Wednesday, 25 May 2016

AVROM VAYSBROD

AVROM VAYSBROD (November 21, 1907-September 1980)
            He was born in Skalat, Tarnopol district, eastern Galicia.  He studied in religious elementary school and in public school.  He lived in Skalat until 1931 and he was active there in Hitaḥdut (the “union” of young Zionists).  From the beginning of WWI until June 1941, he was in Lemberg.  He was deported by the Nazis from that ghetto to the Yanov (Janów Podlaski) concentration camp, and he was also in other camps, before being liberated in 1945.  He lived in Lodz until 1946 and then Munich.  From 1948 he was in the United States.  He authored the book: Es shtarbt a shtetl, megiles skalat (A town dies, chronicle of Skalat) (Munich, 1948), 184 pp., with a foreword by Yisroel Kaplan.[1]  This book was the first publication of the central historical commission with the central committee of the liberated Jews in the American zone in Germany.  Chapters of his book were published earlier in the anthology, Fun letstn khurbn (From the last destruction) (Munich, 1947-1948), Al hamishmar (On guard) (Tel Aviv), and other Yiddish and Hebrew newspaper.  He died in Lakewood, New Jersey.

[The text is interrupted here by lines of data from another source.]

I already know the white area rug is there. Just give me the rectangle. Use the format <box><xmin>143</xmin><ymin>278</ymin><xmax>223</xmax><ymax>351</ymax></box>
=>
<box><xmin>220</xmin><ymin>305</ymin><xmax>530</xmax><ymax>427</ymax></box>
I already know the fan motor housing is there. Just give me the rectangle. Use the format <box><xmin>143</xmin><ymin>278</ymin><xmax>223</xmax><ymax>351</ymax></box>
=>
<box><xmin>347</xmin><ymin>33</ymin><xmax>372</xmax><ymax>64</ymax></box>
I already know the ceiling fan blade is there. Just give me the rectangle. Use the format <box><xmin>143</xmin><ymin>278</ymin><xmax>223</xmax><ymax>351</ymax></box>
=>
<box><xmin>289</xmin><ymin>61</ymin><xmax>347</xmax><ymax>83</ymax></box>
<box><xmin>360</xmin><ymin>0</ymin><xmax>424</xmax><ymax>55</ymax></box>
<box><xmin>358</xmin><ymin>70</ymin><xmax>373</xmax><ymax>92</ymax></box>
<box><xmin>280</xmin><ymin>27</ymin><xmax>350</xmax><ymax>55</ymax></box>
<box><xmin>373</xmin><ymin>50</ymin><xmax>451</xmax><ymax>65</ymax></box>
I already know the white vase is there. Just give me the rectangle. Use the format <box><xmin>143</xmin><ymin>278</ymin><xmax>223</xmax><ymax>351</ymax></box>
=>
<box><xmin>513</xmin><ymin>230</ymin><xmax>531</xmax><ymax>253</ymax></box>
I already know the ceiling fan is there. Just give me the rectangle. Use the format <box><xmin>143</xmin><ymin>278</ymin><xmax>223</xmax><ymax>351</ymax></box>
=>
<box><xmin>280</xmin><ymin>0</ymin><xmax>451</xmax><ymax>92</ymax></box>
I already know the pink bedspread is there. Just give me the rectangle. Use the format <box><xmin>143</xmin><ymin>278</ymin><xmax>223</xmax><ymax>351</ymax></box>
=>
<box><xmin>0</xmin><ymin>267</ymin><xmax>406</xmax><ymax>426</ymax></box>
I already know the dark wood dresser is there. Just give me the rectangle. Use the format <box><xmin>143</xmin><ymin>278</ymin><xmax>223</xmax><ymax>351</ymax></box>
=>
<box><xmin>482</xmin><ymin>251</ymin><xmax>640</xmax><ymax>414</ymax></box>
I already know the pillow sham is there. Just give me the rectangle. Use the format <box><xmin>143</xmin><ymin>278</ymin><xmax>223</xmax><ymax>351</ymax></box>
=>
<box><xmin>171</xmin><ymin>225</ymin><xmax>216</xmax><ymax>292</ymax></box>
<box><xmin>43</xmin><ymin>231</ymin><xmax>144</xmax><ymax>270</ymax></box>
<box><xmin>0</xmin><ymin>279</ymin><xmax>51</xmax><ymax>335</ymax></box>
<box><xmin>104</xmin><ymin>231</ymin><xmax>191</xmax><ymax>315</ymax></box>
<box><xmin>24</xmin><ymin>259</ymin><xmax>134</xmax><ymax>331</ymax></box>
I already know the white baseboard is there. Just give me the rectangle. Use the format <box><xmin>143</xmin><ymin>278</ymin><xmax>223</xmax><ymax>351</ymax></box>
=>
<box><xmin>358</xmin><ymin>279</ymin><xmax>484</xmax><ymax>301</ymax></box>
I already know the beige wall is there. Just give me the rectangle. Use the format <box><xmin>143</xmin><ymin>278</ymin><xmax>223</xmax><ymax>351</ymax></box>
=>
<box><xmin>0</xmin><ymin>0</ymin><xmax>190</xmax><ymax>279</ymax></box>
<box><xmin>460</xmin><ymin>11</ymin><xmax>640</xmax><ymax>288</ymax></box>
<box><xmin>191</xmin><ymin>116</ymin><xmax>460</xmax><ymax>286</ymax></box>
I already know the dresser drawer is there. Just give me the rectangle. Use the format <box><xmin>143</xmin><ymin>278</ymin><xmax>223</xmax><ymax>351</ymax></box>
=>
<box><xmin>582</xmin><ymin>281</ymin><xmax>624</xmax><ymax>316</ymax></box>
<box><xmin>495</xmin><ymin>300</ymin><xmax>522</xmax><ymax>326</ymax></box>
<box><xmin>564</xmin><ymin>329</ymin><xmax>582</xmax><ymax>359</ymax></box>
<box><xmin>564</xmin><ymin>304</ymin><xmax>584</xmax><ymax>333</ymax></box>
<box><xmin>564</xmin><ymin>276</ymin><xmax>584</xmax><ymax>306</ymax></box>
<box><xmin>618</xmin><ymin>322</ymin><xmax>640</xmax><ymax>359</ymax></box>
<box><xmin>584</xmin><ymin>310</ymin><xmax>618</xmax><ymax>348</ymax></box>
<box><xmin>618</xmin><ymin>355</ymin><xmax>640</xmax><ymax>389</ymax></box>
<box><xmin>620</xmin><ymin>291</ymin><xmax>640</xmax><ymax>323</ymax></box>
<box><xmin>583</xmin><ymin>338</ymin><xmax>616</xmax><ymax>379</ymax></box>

Sources: Y. Goldkorn, in Bafrayung (Munich) (September 17, 1948); Y. Freylikh, in Unzer veg (New York) (October 1, 1949); Libe Sh. Davidovitsh, in Tsukunft (New York) (March 1950).




[1] There is an English translation by Lusia Milch and Joseph Kofler, The Death of a Shtetl (1995), and a Hebrew translation by Shimʻon Gelbets from the English, Skalat, mota shel ayara (Tel Aviv, 2002)—JAF.